When I’m working with a student who struggles with sleep when they are stressed, I explain to them how sports stars such as Nadal or Bolt sleep before a huge game or an Olympic event. I tell them that they come to realise that they can function and perform at a very high level even when they haven’t slept well. Usain Bolt, tells the story about his first big race, he was so stressed he put his shoes on the wrong feet. But he still won, and realised that even with such stress and shoes on the wrong feet he could win. So, he never really stressed again before big races. Nadal also talks about how he won a Wimbledon final after a poor night’s sleep.

So, your child understanding that they don’t have to sleep well to do well in the exam will relax them about sleep and ironically allow them to get a good night’s sleep. I often have students tell me, ‘I was counting all night, if I fell asleep now I’d get 5 hours, 4 hours, 3 hours...’ — this is such a detrimental mindset to get caught in, and one that makes sleeping impossible. So, get them to relax about sleep.

2. Stress

Understanding that there is good and bad stress is important as your child does exams. Of course, they will be stressed going into the exam. That’s normal. Bad stress is when it impacts on memory and causes them to have a blank in the exam. When this happens, cortisol (stress hormone) is released and memory is impacted. This is not a good situation in an exam.

But I always tell students that if this happens the key is not to get further stressed by worrying you have forgotten everything but moving on to the next question. This will settle you down and memory will return. The more they understand that getting stressed is a normal part of exam performance, the more they will be relaxed in the exam. 

It’s when they feel like they are hit by something they were not expecting that provokes an episode of bad stress. 

Another key tip around stress, is being consistent in their routine this time of year. Try not to change anything too drastically: they should study in the same room and sleep in the same bed and go through a predictable routine for these two weeks. They know a lot more than they think, and they will get to their destination whether that is in a straight line or a more circuitous route. 

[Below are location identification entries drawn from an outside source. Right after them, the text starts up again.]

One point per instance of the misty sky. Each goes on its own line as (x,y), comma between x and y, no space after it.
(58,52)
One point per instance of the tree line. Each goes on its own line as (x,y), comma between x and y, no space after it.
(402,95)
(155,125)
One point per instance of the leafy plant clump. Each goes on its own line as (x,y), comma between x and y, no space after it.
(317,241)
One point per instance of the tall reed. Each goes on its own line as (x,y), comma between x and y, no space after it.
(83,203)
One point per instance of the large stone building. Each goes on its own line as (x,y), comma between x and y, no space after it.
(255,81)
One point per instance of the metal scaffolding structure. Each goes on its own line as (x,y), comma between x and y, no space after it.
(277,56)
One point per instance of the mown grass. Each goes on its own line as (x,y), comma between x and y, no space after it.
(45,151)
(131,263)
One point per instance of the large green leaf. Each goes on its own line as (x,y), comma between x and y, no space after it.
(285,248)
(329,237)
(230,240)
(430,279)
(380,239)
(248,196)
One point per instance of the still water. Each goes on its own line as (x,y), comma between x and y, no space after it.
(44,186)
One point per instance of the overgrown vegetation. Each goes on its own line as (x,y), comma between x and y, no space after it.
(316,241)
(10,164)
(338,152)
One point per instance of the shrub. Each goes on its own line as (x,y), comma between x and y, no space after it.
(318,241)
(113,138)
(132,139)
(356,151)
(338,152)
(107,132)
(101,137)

Keeping everything in a normal routine helps reduce stress.

3. Avoid exam post-mortem

Help your child to avoid the post-mortem that students get caught in. It will not change the outcome of the result but potentially disrupt momentum and study for the next day's exam. I have watched as students get derailed by feelings that they didn’t perform well in a particular exam, only to find they achieved better than they had initially hoped.

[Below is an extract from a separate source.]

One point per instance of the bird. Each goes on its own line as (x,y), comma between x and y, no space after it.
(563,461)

Help your child to stay focused on what is important — the next exam.

4. Food

Make sure the fridge is stocked with healthy food and also a treat that they might like after an exam. The healthier the food the better the energy. But it is also nice to acknowledge the exam by having a little treat after. We all need a release after a tough exam, and a nice treat or food they love would be a nice way to honour that experience.

Also, students are hungry all the time, it will keep stress at bay when they open the fridge and see all the food they like there.

There is no doubt about it: the next two weeks will be tough. You have to watch your expectations of your young adult as they go through the gruelling process we all went through on our journey to adulthood. Allow for them to be a little less emotionally regulated than usual, and soon it will all be over and you’ll only be worrying about the group holiday they’re all heading off on. Ah parenting!